Gündem

Ümit Boyner: Uzun vadede ümitliyim, bu günler bitecek

'Eşitlikçi, empati kurabilen, insanca yaşayan bir topluma doğru gideceğiz zira büyük Türkiye hayali aslında buna bağlı'

21 Eylül 2015 14:59

Boyner Grup Yönetim Kurulu Üyesi ve eski TÜSİAD Başkanı Ümit Boyner, “Ben uzun vadede ümitliyim. Bu günler bitecek. Eşitlikçi, empati kurabilen, insanca yaşayan bir topluma doğru gideceğiz zira büyük Türkiye hayali aslında buna bağlı" diye konuştu.
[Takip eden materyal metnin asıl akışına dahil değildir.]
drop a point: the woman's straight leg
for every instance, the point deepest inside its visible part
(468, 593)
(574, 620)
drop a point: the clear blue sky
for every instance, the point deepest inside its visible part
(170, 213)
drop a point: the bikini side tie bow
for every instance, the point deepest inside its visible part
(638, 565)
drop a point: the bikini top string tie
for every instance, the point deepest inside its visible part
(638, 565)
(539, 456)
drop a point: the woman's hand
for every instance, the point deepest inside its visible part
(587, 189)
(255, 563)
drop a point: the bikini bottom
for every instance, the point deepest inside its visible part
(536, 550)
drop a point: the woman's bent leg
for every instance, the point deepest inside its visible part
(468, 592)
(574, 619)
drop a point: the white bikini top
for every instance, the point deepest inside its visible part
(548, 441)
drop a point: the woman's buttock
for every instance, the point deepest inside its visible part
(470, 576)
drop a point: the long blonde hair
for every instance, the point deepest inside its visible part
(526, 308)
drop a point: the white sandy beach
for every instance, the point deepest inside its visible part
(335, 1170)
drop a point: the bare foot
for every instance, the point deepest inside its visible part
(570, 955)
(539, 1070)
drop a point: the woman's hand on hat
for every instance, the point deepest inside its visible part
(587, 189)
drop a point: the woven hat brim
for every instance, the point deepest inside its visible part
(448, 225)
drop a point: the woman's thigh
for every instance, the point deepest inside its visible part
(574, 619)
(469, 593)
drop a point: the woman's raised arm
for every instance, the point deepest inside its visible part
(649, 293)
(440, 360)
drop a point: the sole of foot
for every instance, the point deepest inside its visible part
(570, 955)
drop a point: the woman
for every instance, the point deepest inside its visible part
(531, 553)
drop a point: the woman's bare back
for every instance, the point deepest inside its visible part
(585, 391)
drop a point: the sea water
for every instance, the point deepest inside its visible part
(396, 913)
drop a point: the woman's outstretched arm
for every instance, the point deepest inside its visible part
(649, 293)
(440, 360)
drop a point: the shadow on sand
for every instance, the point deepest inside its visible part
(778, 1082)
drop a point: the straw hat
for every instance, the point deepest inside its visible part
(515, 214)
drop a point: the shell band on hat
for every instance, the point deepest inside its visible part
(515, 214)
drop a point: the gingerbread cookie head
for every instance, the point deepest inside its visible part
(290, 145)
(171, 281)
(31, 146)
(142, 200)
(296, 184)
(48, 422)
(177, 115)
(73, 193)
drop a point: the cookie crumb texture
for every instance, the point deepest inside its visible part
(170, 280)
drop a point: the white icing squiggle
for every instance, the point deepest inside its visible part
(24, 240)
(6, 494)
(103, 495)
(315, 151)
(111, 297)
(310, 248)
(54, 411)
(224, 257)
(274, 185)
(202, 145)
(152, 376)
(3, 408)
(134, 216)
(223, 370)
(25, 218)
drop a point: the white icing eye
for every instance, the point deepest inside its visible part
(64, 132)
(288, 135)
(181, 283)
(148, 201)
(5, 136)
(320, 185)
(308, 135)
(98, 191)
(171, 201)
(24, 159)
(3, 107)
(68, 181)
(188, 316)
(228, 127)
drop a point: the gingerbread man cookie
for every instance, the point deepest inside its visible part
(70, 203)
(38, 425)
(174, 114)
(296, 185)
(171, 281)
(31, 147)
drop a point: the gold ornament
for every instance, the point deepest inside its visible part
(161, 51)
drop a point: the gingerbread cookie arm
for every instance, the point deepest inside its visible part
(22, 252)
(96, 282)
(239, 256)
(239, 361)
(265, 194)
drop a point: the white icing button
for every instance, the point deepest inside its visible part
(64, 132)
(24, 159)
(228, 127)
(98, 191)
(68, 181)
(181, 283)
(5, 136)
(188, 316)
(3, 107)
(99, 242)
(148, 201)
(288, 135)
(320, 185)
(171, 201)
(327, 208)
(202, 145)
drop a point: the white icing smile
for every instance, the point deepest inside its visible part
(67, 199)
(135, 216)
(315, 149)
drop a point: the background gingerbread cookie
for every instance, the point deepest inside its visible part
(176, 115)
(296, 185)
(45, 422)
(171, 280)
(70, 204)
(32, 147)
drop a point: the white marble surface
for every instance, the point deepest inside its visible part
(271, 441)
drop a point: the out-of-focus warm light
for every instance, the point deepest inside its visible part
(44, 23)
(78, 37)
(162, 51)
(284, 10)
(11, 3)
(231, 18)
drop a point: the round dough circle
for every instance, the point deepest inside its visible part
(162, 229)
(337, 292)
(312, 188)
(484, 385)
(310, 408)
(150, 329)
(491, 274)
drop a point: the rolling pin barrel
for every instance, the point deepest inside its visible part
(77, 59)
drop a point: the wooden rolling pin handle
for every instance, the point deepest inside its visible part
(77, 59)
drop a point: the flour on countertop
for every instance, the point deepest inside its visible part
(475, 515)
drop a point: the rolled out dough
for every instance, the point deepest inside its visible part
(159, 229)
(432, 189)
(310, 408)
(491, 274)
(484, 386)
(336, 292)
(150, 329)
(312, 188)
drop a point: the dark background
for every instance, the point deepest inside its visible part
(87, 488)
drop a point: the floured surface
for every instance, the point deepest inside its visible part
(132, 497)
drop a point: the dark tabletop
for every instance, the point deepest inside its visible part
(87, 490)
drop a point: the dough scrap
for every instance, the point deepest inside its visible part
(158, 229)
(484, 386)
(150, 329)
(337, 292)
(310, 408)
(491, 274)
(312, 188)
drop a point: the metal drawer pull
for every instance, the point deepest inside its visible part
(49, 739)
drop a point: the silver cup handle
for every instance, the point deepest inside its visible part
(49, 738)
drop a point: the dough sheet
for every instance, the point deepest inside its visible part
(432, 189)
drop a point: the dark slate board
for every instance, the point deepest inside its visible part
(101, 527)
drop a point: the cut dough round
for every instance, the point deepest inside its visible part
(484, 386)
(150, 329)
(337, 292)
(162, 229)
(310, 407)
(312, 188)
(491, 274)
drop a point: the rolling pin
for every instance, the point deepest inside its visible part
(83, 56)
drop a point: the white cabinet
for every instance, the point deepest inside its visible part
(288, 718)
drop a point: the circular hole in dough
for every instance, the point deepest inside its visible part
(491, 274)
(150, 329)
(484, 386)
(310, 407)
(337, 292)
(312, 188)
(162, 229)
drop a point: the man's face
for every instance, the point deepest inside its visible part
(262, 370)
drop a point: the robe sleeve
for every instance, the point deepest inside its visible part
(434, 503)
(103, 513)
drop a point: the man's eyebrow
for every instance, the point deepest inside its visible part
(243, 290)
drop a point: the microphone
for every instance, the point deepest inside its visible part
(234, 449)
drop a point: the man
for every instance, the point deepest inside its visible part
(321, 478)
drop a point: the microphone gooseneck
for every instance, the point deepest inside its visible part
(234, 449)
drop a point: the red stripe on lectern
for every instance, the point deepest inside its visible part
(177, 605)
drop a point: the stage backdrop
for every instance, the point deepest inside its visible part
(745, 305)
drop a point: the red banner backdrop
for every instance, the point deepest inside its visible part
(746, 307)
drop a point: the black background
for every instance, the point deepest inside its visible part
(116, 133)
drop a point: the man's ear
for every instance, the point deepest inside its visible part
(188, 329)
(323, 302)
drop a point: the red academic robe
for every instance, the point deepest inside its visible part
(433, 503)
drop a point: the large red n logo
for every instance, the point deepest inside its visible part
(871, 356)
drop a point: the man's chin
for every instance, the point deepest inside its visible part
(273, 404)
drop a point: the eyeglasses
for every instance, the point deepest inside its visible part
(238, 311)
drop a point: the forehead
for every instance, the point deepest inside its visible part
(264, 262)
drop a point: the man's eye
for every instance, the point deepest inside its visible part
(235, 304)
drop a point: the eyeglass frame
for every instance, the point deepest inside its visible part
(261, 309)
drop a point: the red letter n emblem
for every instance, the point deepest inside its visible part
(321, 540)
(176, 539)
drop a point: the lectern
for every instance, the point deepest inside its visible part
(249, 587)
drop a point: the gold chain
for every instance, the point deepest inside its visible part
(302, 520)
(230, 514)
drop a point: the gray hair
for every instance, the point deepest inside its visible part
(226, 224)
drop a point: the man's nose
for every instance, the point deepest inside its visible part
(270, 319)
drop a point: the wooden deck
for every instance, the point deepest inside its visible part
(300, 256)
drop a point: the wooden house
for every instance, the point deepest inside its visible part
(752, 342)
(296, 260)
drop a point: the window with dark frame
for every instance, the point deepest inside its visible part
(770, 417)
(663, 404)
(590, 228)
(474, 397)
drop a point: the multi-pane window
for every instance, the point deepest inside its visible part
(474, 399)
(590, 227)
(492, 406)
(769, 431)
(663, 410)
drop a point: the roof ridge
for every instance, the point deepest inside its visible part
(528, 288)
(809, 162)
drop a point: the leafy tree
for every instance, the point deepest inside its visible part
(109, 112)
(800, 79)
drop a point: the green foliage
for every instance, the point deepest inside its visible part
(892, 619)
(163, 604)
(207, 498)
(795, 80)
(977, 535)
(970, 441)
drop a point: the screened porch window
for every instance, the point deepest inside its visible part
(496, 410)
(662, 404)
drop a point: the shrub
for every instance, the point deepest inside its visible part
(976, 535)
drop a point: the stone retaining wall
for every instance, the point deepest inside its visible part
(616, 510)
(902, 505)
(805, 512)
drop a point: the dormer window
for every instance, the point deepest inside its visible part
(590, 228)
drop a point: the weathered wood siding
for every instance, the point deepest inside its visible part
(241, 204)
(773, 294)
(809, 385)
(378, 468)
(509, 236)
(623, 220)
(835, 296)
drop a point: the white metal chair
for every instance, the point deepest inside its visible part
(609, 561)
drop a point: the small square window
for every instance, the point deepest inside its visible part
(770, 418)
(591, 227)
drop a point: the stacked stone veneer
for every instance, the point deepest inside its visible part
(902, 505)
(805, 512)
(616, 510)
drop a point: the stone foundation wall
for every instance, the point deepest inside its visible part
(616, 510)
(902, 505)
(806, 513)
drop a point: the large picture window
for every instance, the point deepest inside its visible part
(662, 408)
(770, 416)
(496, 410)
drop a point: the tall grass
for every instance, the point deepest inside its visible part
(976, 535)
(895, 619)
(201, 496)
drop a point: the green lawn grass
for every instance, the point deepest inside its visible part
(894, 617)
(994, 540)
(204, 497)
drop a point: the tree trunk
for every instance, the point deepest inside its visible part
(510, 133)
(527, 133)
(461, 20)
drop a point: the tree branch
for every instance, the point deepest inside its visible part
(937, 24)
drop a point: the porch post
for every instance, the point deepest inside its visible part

Hürriyet’ten Elif Ergu’ya konuşan Ümit Boyner, Türkiye’nin ekonomide fark yaratması gerektiğine dikkat çekerek “Piyasalarda belirsiz bir dönem yaşanıyor. Siyasetteki korkular gibi ekonomide de içimize kapanırsak istihdam kaybına uğrarız. Türkiye’nin büyümesi şart” dedi.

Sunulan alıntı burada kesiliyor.